I pull a dagger from the drawer, blade length is about the size of my forearm, close my bedroom door and crouch down like a lion. She’s raised herself a little, so that her hands are lifting her torso off the floor. She’s coughing and in shock, then she looks at me, sees the dagger and screams. Loud. I laugh hysterically at her screams, which are beginning to excite me, and then pounce. She raises an arm to block my falling blade, uselessly. It slices through her flesh like butter, and cuts deep into the bone. Blood spurts every where, onto me, onto her, onto my bedsheets. She stares wide eyed at her ruined, flailing mass, not quite comprehending that the cute little anime nerd she was just talking with friendly with not just a minute ago has just nearly severed it. I smash onto her again, knocking her back and stab repeatedly: into her left breast, right thigh, pelvis, and then hack at her injured arm again. She’s screaming constantly and loudly and it’s stirring my loins, I can’t hold out much longer. I slash open her stomach and let her intestines and organs pour out, her liver slops out next to me and I undo my pants and boxers and lift it up above my rock hard dick. I proceed to knife a hole in it and fuck it, furiously. Now she stares, eyes wide open, in shock, trying to mouth words but nothing will come out.

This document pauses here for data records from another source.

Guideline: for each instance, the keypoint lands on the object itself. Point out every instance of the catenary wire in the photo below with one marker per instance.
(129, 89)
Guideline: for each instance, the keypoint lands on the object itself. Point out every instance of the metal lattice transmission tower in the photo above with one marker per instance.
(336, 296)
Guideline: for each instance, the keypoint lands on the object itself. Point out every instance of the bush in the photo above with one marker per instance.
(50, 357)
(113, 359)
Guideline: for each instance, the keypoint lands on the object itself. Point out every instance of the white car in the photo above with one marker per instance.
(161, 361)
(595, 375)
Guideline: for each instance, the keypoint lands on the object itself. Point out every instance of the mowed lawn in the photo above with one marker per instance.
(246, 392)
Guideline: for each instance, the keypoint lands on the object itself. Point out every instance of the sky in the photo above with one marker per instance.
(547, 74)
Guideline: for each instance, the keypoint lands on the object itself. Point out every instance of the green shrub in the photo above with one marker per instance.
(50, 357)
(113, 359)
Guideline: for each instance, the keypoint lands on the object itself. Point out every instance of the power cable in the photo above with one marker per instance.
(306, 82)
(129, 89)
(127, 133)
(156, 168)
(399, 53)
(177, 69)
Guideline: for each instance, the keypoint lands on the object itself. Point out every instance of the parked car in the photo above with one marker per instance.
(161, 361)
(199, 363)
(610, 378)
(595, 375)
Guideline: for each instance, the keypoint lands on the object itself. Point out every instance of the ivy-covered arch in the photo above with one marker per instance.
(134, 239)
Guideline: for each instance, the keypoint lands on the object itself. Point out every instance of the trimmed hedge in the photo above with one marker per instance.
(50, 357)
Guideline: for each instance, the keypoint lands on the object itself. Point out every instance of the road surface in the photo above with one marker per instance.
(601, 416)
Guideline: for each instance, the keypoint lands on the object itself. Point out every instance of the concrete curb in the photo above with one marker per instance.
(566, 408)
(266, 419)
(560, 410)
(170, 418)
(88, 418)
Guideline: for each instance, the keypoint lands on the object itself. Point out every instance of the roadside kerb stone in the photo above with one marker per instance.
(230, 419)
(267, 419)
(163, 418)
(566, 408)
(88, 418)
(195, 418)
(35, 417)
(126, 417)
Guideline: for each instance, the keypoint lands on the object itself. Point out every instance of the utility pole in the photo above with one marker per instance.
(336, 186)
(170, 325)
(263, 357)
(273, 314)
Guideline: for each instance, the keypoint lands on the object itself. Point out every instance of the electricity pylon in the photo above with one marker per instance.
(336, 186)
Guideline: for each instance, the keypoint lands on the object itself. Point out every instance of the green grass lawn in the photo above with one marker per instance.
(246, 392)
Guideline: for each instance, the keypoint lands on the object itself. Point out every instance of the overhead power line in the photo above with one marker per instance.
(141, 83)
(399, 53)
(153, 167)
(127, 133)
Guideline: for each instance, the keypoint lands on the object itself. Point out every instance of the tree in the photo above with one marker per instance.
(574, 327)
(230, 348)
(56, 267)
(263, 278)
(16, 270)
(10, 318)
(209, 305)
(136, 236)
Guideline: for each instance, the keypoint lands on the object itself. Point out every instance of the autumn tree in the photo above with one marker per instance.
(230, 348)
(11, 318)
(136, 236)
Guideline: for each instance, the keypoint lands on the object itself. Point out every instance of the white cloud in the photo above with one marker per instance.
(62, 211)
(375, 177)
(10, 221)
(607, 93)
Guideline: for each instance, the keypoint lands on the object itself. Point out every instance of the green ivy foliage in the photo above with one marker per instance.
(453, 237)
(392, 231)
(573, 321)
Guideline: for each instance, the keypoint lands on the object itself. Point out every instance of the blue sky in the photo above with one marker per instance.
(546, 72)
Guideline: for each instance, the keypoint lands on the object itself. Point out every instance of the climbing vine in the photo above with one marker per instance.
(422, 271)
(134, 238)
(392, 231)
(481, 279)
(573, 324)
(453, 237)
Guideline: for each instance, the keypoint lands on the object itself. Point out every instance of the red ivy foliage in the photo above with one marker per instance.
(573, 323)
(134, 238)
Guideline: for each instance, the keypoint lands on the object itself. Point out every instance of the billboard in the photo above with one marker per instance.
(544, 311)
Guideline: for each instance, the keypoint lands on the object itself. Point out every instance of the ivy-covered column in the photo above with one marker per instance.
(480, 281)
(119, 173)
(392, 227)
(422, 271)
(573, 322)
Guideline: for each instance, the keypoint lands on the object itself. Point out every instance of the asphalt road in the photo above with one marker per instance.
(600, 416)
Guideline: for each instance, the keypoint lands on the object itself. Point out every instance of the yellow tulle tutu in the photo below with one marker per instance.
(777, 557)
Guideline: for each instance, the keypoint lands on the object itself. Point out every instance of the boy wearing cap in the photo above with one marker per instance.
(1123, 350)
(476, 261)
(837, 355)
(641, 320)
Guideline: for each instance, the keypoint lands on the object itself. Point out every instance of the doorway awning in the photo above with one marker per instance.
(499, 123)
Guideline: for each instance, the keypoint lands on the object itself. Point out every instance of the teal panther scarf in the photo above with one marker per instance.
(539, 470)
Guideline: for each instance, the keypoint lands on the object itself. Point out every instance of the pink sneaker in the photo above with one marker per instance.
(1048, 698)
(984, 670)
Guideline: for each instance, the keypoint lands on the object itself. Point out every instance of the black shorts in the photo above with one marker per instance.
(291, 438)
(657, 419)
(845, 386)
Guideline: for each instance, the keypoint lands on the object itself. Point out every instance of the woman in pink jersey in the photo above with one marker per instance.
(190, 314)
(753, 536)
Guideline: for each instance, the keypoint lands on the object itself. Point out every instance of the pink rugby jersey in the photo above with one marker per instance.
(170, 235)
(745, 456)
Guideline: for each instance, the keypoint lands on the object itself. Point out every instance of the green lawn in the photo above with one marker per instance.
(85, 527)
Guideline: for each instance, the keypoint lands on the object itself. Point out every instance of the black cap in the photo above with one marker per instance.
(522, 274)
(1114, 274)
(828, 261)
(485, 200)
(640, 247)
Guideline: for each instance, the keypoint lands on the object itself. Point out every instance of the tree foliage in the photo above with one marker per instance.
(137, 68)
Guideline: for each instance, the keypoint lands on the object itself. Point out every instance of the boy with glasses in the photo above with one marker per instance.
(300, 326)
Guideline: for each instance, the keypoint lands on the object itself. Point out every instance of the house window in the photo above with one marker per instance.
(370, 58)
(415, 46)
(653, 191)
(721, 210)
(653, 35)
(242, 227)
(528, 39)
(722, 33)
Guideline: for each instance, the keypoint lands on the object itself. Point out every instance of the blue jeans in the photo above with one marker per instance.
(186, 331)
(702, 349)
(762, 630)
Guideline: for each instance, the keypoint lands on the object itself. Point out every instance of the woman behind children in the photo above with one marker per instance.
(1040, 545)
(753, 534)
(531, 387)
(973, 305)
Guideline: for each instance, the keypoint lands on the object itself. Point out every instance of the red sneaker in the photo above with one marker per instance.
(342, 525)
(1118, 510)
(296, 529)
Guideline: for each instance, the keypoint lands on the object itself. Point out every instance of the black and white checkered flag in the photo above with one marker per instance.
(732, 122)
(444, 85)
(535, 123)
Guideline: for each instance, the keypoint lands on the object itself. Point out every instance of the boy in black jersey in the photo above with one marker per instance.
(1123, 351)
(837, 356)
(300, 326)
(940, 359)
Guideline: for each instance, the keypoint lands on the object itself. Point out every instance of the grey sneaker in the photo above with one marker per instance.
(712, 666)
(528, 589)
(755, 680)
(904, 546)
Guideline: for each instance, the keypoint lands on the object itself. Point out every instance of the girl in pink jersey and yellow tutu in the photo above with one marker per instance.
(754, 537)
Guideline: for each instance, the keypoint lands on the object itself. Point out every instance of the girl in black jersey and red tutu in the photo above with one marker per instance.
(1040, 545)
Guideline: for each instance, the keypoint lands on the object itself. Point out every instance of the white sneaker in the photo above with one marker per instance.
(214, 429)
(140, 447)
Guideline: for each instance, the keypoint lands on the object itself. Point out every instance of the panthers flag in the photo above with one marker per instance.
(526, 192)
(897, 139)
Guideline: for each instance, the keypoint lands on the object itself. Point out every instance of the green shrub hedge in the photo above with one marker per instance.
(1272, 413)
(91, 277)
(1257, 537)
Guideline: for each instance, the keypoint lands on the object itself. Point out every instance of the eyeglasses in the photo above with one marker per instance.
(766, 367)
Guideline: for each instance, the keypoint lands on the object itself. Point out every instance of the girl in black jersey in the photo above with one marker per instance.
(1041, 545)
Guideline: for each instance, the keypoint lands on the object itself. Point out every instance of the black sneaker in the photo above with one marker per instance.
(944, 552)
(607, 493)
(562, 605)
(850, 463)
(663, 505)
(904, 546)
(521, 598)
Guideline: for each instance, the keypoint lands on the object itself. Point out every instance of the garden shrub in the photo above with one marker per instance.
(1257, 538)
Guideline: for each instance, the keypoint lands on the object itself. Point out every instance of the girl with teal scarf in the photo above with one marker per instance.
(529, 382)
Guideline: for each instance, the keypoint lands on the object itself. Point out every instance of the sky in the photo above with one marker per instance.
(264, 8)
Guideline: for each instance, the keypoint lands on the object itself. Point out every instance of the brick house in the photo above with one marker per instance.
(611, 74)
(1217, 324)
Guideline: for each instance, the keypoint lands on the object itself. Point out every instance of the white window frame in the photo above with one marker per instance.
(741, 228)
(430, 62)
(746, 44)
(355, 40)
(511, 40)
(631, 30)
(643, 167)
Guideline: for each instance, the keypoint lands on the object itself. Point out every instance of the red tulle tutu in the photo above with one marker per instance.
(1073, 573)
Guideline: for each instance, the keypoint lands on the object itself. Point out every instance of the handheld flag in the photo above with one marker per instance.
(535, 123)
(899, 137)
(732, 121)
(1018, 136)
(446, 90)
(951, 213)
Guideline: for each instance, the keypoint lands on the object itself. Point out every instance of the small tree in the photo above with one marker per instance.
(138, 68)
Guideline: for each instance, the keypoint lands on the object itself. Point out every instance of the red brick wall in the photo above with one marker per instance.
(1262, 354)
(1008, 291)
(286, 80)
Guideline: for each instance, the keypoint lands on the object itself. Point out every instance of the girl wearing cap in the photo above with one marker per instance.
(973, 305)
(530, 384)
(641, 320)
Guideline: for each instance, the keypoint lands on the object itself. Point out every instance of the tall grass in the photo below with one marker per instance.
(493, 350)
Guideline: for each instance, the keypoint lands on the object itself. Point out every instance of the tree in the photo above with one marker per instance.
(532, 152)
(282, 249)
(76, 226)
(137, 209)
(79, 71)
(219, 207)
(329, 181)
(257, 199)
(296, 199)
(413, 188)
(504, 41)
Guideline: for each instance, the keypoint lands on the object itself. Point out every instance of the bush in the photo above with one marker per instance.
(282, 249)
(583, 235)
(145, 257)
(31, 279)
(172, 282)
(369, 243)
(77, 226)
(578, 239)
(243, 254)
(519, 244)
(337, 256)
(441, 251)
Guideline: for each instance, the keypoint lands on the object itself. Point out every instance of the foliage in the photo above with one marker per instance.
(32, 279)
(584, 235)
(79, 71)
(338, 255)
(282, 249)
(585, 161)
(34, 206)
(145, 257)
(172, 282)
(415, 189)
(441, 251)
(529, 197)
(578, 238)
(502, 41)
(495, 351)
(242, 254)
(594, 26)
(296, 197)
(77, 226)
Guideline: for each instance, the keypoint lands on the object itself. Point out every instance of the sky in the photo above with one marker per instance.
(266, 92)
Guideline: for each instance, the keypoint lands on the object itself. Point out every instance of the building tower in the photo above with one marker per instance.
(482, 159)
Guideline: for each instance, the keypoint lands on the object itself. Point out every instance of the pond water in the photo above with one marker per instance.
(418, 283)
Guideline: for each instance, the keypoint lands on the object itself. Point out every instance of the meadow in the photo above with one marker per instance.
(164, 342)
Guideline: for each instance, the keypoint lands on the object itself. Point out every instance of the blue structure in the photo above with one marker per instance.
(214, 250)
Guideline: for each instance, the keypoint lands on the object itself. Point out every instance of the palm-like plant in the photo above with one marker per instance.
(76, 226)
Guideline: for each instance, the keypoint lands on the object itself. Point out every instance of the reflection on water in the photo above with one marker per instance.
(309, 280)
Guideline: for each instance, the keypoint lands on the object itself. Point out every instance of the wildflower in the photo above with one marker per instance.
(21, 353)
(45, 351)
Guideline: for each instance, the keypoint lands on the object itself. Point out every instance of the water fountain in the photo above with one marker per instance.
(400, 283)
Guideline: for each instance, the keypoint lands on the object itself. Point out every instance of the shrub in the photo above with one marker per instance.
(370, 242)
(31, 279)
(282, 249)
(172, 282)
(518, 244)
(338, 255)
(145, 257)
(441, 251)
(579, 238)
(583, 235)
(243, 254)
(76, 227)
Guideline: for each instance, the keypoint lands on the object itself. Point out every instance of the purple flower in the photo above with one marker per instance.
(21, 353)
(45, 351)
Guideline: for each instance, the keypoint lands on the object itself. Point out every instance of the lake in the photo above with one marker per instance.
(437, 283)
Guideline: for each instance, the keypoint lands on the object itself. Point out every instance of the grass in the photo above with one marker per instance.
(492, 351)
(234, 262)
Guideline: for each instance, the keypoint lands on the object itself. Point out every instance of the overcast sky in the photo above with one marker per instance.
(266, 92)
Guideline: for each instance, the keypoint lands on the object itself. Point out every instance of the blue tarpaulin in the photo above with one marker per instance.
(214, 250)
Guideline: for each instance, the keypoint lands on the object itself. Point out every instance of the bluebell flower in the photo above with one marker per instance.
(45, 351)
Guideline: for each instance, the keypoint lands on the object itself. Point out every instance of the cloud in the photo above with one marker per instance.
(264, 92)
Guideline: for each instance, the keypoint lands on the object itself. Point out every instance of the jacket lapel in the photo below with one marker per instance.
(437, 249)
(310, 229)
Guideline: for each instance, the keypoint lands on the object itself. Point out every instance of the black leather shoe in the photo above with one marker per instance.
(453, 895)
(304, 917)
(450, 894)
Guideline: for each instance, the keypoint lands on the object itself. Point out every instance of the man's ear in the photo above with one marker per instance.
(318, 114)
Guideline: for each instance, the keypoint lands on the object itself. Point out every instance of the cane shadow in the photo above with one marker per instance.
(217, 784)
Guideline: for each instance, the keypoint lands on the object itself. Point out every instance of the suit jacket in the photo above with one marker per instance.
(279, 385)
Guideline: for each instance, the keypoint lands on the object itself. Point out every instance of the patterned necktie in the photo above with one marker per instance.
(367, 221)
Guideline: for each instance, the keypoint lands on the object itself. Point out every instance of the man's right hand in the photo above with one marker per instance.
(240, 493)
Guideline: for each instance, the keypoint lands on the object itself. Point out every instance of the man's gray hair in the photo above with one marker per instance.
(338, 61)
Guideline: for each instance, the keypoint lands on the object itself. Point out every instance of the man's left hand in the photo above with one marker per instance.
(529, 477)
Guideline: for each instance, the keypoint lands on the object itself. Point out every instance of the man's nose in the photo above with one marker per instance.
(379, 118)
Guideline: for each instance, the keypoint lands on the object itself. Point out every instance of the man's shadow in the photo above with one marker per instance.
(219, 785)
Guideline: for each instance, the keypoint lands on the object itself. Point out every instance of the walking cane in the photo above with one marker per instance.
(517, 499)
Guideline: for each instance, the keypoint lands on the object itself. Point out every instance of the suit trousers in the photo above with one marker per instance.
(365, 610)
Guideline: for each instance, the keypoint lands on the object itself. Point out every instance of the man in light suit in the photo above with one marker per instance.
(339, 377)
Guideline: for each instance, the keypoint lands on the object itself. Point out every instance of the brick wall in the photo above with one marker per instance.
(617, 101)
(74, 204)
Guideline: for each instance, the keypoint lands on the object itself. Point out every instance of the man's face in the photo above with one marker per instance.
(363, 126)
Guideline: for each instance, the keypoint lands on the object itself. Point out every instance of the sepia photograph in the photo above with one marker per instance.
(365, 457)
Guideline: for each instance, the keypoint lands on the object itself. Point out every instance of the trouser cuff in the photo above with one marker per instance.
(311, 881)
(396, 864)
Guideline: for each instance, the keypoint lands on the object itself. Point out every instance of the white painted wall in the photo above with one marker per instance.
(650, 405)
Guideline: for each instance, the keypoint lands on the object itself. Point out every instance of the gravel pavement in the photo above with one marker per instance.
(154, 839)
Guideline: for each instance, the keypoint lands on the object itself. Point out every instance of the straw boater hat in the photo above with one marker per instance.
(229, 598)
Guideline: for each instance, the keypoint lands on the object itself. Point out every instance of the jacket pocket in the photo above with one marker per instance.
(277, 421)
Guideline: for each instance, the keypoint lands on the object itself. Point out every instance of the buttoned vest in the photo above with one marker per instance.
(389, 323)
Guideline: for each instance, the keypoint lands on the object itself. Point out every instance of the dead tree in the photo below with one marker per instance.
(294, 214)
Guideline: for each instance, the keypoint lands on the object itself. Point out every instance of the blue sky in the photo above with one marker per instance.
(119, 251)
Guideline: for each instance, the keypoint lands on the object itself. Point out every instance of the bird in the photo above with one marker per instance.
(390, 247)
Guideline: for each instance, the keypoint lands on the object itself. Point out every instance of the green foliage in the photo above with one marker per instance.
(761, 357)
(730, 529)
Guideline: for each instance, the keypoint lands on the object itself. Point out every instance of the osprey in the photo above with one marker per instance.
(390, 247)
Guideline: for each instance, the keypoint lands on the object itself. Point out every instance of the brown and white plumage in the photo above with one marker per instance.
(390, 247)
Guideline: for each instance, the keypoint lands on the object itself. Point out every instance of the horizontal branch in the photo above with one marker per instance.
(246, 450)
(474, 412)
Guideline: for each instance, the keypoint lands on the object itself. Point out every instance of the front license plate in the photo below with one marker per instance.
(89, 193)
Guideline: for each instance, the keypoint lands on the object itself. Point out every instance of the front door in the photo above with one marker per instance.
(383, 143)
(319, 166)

I explode violently into her ruined liver and toss it at her, it smacks into her face and drops off to the side. It’s not enough though, so I leap again onto her ruined torso and slice her open further, up to her neck and fuck her vocal chords. I’m not sure if she’s dead or alive at this point. Finally, I cum again and it gurgles up to her mouth. Actually, she looks pretty dead to me.
Calmly, I put my boxers and pants back on and return to the living room to watch a Ghost In The Shell: Stand Alone Complex rerun.
A couple hours later, mom returns home. I offer her a greeting from the couch and she sets some groceries on the table. She goes through her routine of tidying up the house, dusting the hard to reach places in the living room, straightening things up in my parent’s room, and then she enters my room. She walks past the gore drenched walls, the decaying remains of the girl, (all the while whistling "Ningen Nante" by Takuro Yoshida), straightens my bed sheets, and picks up my blood soaked clothes that I changed out of. But before she goes, she glances at my still running computer monitor and something catches her eye.
From the living room I hear her yell my name, “JAMES COOLIDGE, GET IN HERE NOW MISTER.”
I rush to my door, heart pounding, and see her pointing accusingly at my monitor.
I left 4chan on, and someone has posted a picture of Fate-chan in very little of anything, just bordering NSFW. Fuck.